Similar to video streaming services, like Netflix, 3D models are converted into high resolution video that is streamed on-the-fly to devices. Models can be viewed from multiple angles by touching the screen, however at present they cannot be modified via the phone.

Kimmo Pentikäinen, vice president for business development at Elisa, told BIM+: “We envisage the tool being used to crowdsource feedback and insights on the building design from different end user groups.”

The partners are currently developing a second iteration of the prototype that can display larger 3D construction models that will be trialled on a real project.

The prototype tractor can be controlled remotely from 150km away

Elisa worked with tractor manufacturer Valtra to develop and build a tractor that can be operated remotely using 5G and a video link to a 360-degree camera.

The tractor, located in Raisio about 150km from Helsinki, was remotely controlled by a driver using duplicate versions of controls located in the Finnish capital. The full 4K view of the environment was captured by a camera installed on the roof of the tractor.

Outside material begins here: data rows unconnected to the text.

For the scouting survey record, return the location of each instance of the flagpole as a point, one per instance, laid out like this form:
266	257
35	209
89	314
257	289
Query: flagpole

Latency for control was just 20 milliseconds, despite the long distance, however the 360 video stream had a longer delay of around two seconds, which could be reduced by contracting the field of view.

Pentikäinen commented: “There are lots of potential use cases for 5G remote control in construction. Fully autonomous vehicles may take years to enter daily life, but there will still be a need for semi-automated heavy machines that require live monitoring by a human. There may be a need for 100% manual control from a remote location, for example to enable 24/7 operations in a controlled site environment.”

The drone demonstration broadcast 8K resolution, 360-degree video for the first time

The drone demonstration broadcast 8K resolution, 360-degree video for the first time over 5G. A 4K version, that can be experienced by visitors to the showroom, broadcasts a drone video stream of the seashore in Jätkäsaari, Helsinki to a virtual reality headset.

According to Pentikäinen, the extremely sharp, real-time video footage offers an opportunity to create new forms of aerial site survey that are viewable from any angle. High definition images could support on-the-fly machine learning and object recognition to, for example, detect how a build is progressing compared to the design and update BIM.